Porque los conspiracionistas son así. Sin más, se tragan cualquier tontería se apegue a sus prejuicios. Para ellos, la nota de un blog firmado por un anónimo tiene mayor credibilidad que un equipo de especialistas en la materia. Da lo mismo tener un doctorado en Ciencias Bioquímicas. Al final lo relevante son las ocurrencias que teclea un tipo antes de que su mamá lo llame para cenar.
Con los conspiracionistas no hay manera. En el fondo no les interesa llegar a la verdad. Lo único que quieren es tener la razón, así sea de manera artificial. Es el método que tienen de sentirse diferentes al resto. De ser considerados un caso aparte.
En su lógica retorcida, opinar lo contrario a alguien te convierte en superior a ese otro sujeto. De ahí que exista tanto contreras que polemiza hasta por el uso de las servilletas.

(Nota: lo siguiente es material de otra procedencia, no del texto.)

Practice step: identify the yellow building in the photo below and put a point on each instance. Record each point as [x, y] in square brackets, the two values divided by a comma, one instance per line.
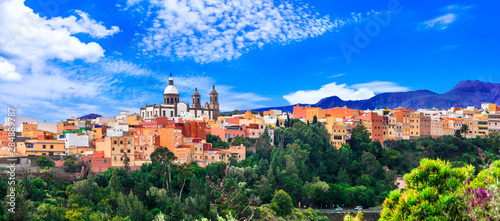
[29, 130]
[115, 147]
[315, 111]
[248, 115]
[338, 132]
[41, 147]
[134, 119]
[480, 125]
[415, 125]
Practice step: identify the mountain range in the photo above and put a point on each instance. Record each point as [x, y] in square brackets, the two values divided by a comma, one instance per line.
[465, 93]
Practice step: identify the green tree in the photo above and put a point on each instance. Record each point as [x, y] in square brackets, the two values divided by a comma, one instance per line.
[126, 161]
[185, 171]
[163, 158]
[282, 203]
[43, 161]
[237, 141]
[434, 192]
[464, 130]
[70, 165]
[217, 142]
[21, 209]
[114, 182]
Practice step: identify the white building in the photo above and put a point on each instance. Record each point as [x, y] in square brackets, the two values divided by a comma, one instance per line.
[172, 107]
[19, 121]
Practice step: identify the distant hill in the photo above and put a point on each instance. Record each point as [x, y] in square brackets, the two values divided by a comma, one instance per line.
[89, 117]
[465, 93]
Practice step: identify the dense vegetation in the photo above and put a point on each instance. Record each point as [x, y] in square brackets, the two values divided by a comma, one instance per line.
[301, 166]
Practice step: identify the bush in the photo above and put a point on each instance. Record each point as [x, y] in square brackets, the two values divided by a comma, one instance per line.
[434, 192]
[282, 203]
[44, 161]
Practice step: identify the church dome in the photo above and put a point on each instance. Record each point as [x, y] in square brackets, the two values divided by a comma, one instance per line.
[171, 89]
[196, 92]
[213, 90]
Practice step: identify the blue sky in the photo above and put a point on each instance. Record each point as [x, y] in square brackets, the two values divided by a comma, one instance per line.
[63, 58]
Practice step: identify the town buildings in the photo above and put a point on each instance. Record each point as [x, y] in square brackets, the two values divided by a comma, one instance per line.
[173, 107]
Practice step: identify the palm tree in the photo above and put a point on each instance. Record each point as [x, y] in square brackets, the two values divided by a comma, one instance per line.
[164, 158]
[464, 129]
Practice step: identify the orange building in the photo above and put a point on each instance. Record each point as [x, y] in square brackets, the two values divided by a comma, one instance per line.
[115, 147]
[338, 132]
[40, 147]
[97, 162]
[341, 112]
[403, 115]
[314, 111]
[374, 123]
[299, 112]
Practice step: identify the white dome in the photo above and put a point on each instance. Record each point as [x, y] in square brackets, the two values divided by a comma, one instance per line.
[171, 89]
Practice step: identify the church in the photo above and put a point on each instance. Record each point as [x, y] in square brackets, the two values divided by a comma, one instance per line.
[172, 107]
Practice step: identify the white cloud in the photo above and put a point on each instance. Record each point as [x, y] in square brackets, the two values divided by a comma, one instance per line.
[441, 22]
[452, 13]
[229, 99]
[36, 50]
[381, 87]
[29, 37]
[217, 30]
[8, 71]
[343, 91]
[82, 25]
[336, 76]
[119, 66]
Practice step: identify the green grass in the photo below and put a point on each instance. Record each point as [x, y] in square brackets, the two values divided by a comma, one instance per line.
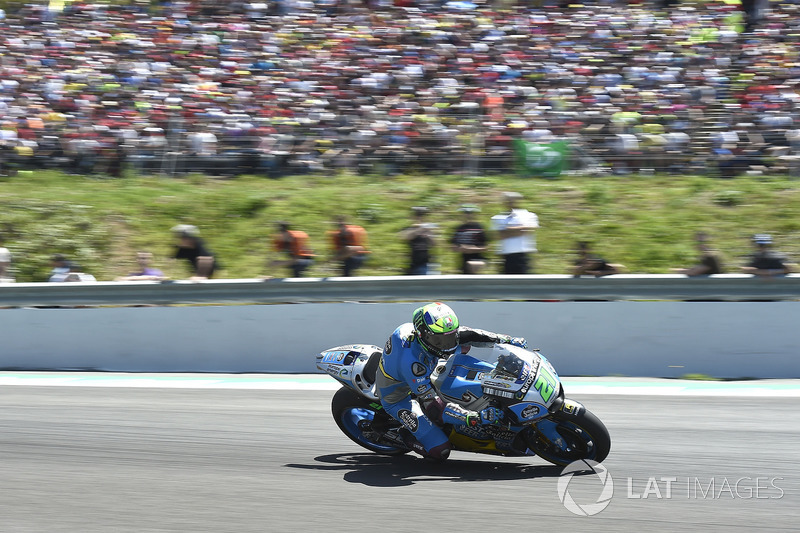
[646, 223]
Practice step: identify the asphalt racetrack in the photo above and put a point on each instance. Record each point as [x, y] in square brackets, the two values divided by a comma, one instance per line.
[111, 457]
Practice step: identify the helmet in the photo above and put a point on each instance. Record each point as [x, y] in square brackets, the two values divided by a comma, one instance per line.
[436, 327]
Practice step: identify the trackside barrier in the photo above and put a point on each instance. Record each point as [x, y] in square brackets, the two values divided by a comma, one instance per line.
[734, 326]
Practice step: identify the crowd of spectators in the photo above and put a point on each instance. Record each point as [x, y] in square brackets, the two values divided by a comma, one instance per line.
[300, 86]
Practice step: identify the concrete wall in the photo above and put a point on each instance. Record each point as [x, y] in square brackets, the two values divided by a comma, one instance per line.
[661, 339]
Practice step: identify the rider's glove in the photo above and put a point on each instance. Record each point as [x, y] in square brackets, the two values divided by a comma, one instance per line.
[491, 416]
[518, 341]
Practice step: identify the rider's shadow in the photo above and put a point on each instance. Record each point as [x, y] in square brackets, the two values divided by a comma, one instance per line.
[398, 471]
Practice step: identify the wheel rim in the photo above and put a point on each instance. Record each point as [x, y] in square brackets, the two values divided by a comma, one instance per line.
[353, 420]
[563, 441]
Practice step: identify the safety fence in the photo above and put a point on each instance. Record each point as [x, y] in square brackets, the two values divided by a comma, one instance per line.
[468, 146]
[626, 287]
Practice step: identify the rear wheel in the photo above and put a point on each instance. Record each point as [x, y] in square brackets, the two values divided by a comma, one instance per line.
[562, 438]
[364, 422]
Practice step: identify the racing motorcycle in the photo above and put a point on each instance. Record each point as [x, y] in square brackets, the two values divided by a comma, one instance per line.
[538, 418]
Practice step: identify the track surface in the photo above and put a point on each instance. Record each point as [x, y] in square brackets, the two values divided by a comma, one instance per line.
[97, 459]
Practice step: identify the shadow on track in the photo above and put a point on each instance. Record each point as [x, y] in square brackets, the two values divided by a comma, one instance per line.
[384, 471]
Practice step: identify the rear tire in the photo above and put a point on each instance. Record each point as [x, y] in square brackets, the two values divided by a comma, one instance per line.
[352, 412]
[562, 438]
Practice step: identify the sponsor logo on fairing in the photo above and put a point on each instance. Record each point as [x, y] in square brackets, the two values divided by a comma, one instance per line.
[418, 369]
[408, 419]
[529, 412]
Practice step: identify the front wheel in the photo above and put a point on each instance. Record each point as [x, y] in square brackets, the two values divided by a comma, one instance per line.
[362, 421]
[562, 438]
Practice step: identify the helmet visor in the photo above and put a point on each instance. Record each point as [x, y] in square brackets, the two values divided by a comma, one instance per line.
[443, 342]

Quiero pensar que a los conspiracionistas no los mueve la mala intención, sino una ceguera propiciada por el sufrimiento. Hay motivos de sobra para oponerse a un sistema que te ha hecho daño. Y hay que hacerlo cada vez que sea necesario, del mismo modo en que hay que reconocer cuando un muestra positiva sale de ahí.
Lo importante es no caer en el círculo vicioso, en el abismo de la mentira. Eso no lleva a ningún lado y te emparenta con eso a lo que desprecias. El rencor, de cualquier modo, suele ser un mal consejero. Como tantos otros sentimientos, lleva a la irracionalidad.
La duda y la suspicacia son imprescindibles en una sociedad que ha padecido el abuso del poder. En cualquier caso, no son fines en sí mismos, sino apenas el punto de partida en una ruta que debe hacer uso de otros elementos como la investigación y la reflexión.
Lo que sea necesario para evitar propagar la imbecibilidad, un virus que mata al espíritu después de alojarse en el cerebro.